「だから、な、に、が?」

彼女はため息をつく。

「ねぇ、今なんの話ししてるのか、分かってる?」

分かってるよ、分かってるからこそ、その話しをしてるんじゃないか。

俺に戻ってきてほしいなら、他の1年と仲良くしてほしいなら、俺に対して何かの望みや希望があるのなら、俺は彼女に対しても、言いたいことがある。

「あのさ、俺って、奥川のことが……」

「あー分かった。もう、いいよ!」

彼女は突然、立ち上がった。

「まともに話しを聞くつもりもなければ、変えようっていう気もないじゃない。
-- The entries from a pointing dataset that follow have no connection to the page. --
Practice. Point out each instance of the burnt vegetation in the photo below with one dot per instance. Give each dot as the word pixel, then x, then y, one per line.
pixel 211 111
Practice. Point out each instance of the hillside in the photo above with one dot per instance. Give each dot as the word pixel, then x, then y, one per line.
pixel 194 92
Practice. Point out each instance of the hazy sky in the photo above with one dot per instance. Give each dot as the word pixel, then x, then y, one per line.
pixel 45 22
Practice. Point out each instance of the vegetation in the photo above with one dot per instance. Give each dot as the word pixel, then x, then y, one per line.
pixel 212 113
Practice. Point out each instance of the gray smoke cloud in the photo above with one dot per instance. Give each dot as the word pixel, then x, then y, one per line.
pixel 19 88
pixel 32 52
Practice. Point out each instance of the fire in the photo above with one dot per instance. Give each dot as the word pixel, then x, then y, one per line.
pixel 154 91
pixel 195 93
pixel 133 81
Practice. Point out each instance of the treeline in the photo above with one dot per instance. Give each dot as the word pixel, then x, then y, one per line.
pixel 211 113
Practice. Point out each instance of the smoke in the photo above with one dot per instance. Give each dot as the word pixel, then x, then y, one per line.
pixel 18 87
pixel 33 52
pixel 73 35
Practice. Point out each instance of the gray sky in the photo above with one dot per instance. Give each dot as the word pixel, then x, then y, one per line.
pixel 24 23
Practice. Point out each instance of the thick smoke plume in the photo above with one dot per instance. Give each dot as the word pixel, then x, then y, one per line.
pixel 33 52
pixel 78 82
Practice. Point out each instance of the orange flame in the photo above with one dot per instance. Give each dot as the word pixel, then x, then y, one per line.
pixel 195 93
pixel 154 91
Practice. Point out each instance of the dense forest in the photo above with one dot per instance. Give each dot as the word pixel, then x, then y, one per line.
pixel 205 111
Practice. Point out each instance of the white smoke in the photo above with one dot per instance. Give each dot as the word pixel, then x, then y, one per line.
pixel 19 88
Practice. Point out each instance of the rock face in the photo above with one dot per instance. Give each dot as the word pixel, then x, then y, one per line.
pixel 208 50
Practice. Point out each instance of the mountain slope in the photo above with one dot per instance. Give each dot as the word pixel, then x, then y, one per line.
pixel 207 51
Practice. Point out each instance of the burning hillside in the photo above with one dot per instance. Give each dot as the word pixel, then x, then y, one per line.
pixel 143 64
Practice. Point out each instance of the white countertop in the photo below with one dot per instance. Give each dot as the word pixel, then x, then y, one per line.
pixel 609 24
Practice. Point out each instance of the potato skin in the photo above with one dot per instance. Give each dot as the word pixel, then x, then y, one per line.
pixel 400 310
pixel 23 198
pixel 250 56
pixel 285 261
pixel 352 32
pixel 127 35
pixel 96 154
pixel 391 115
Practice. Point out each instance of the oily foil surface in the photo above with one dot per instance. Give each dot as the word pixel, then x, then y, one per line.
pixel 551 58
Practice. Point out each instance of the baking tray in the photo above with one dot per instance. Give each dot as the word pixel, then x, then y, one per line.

だったらもう、いいよ」

「ちょ、待てって!」

彼女は怒っている。

なぜだ? どうして? 

奥川は机にぶら下げてあった鞄を手に取ると、ふり向きもせず教室を飛び出した。

やばい。

マズい。

ここで彼女を追いかけて行くのは、とてもしんどい。

しんどいことだと分かってはいるけれども、きっと俺は今この瞬間は、追いかけなければいけないのだと思う。

だから俺は、今は追いかける。

重すぎる足が、自分でも走っているのか歩いているのか、それすらも分からないけど、とにかく俺は、廊下に出た。

「あたし、他に好きな人がいるの」

奥川は廊下で、振り向きざまにそう言った。

翻るスカートの裾が、とてもまぶしい。

彼女の手につながれた鞄が、くるりと一回転する。

「吉永も、部活、がんばって」

軽快な足音と共に、彼女のかかとの先が角を曲がって消える。

そんなこと、知ってたよ。

だけど俺だって、言いたいことはあったんだ。

あー、紙パックのジュース、机に置いてきちゃったな。

片付けとかないと、今度会った時に、また怒られる。

教室に戻って、並んでいた二つのそれを、手に取った。

奥川のパイナップルジュースは、まだ半分以上がそこに残されたままだった。

さぁ、理科室に行って、マシン作りの続きをしよう。